The Chief very emotionally closed out the evening by praising each of "my boys."
"You have truly believed, and those beliefs allowed you to achieve your dreams. As I look out upon each of you, I know that your days at Old Centre molded your lives so that you were provided the knowledge and will to succeed, just as we had so much success during those years which are so near and dear in our memories, but now so far removed."
The Chief resigned from Centre in the fall of 1950 and took the position of director of publicity at Trinity University in San Antonio, Texas. Before he left, he was given a certification of appreciation from many of the young men who had been so greatly influenced by him. It was dated November 24, 1950 and is now hanging on the wall of his granddaughter, Karen Lee Myers Crosby in Colorado Springs, Colorado.
Amongst all of the players is Red Robertson, the author's father, halfway down the right hand column. The team's greatest fan made the list of the greatest of those who had been there during the Chief's years on Centre's campus!
I didn't make the 1950 reunion and wished I had. But, I was really busy in my medical practice and simply couldn't free up the time. I would have loved to see all of the guys again and particularly hear Chief Myers speak. But my brother Howard, as a former letterman, was there at the reunion and told me how moving the Chief's comments were.
I kept up with the Chief after he returned to Centre as the Alumni Director in the 1940's until 1950.
He was great about sending out cards and I saved some of them.

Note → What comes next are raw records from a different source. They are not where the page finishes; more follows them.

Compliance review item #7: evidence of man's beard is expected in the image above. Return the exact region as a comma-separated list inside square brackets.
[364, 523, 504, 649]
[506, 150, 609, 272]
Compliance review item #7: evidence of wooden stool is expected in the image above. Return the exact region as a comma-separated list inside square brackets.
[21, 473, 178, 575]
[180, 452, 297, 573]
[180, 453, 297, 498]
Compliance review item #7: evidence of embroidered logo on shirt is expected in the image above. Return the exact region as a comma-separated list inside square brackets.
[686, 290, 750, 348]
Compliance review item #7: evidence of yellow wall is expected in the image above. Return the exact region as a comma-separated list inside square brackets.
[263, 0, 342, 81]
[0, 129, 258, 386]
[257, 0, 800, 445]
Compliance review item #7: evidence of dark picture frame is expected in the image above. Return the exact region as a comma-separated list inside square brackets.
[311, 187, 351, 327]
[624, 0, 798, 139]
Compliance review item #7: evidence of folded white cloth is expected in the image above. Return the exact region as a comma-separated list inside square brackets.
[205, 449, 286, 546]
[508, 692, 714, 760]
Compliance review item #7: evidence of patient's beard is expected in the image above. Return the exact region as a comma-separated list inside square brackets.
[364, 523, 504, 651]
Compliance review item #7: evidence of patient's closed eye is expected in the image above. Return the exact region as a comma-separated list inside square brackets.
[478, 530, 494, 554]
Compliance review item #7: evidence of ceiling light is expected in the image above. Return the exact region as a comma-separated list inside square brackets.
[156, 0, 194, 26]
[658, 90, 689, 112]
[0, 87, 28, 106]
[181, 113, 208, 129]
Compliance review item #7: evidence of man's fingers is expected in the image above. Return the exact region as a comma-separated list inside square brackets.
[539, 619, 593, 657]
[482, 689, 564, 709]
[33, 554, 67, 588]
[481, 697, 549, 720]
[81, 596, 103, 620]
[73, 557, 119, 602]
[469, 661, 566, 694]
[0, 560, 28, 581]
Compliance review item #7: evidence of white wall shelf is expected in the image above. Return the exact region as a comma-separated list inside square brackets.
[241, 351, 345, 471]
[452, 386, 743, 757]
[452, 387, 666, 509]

Card in 1946 to Red Robertson from Chief Myers
The last one I received was when he was in Texas in February of 1953. Hennie Lemon and I had heard that he was sick and was a little short of funds so we sent him money. Since he was in a sanatorium, we felt he must have tuberculosis.
Chief Myers, the man who started it all for Centre, the man who had the dream and literally made the Wonder Team possible, died at the home of his son, James Sevier "Jimmy" Myers, Centre '31, in Algonquin, Illinois, on May 5, 1953 at age 65.
Grace Lutheran Sanatorium, San Antonia, Texas.
February 14, 1953
It was "Chief" back in 1912 when Robert L. Myers was given that nickname by his players at Fort Worth's North Side High, and it was still "Chief" some 4 decades later.